贺明珠并不是个喜欢诉苦的人,前世,那样的苦她都吃了,现在这点苦实在算不了什么。她这么说,只是想给这个不知世事的天真姑娘说说现实,提个醒。
果然,海霞小姑娘张开了嘴,瞪圆眼,一副惊恐的样子,“你怎么不坐车啊?有三轮车的啊?我爸带我去过县城的,我们都是搭厂车去的,下了厂车我们就坐三轮车了呀。”
小公主呀,真是小公主呀。
车船都是固定的时间出发,既然时间足够,那贺明珠当然也不必去计算时间成本。该省的时候省,不该省的时候绝不省,这是她的行为理念。

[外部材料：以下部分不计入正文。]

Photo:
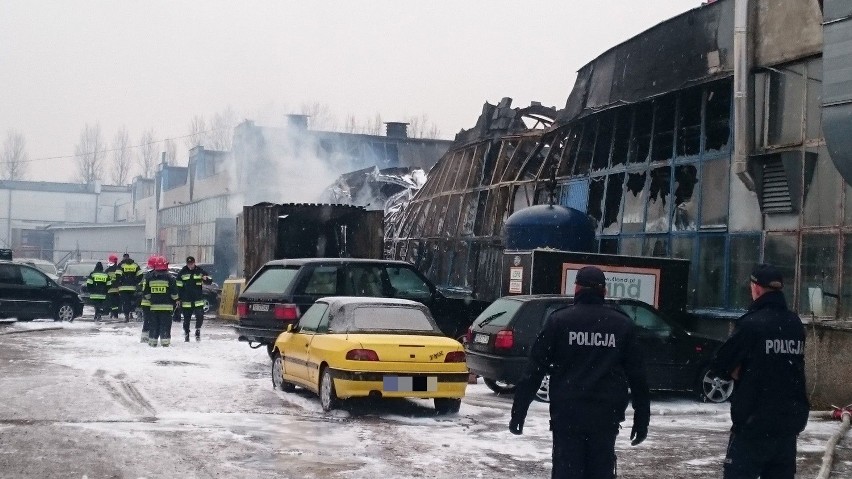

“所以嘛,每个人都有适合她的生活。你的生活,你家人帮你安排好一切,这不也挺好的嘛。”贺明珠笑笑,有些酸涩,“我嘛,我喜欢给家人安排好一切。”
海霞若有所思的点点头。也不知道她懂没懂。
她带了明珠去他们的厂食堂,吃了一顿工作餐。然后又去了她的宿舍休息。
海霞家就在家属区,但是午休的时候她会在自己的宿舍睡个觉。
宿舍有上下铺的铁床,一人一床正好。海霞拉上窗帘,招呼贺明珠睡个觉好好休息一番。
两人正要脱棉袄,敲门声响。
“谁啊?”海霞喊问。
“是我!海霞阿……姊,早上那个找我爸的姊姊……有没有和你在一块啊?”
是小张?
两人又扣好外套,开了门。
小张小脸红扑扑地站在门外,手上提着一篮东西,上气不接下气地嘿嘿傻笑,“啊……哈……太,太开心了!”
海霞:“……”
贺明珠:“???”
“说吧,什么事?小后生仔,这是女生宿舍欸。”海霞二丈摸不着头脑。
小张递上手里的篮子,忍笑又憋不住笑,“有人,有人让我把这个拿给贺姊姊。”
贺明珠手指着自己:“我?”
“快说,别傻兮兮地傻笑。”海霞拍了拍少年的肩,“谁给的?”
“那个糖,那个糖可好吃啦!他也给了我一大把,啊,哈哈……”
“谁啊?”贺明珠和海霞不耐烦地齐声问。
“1号啊,1号啊!”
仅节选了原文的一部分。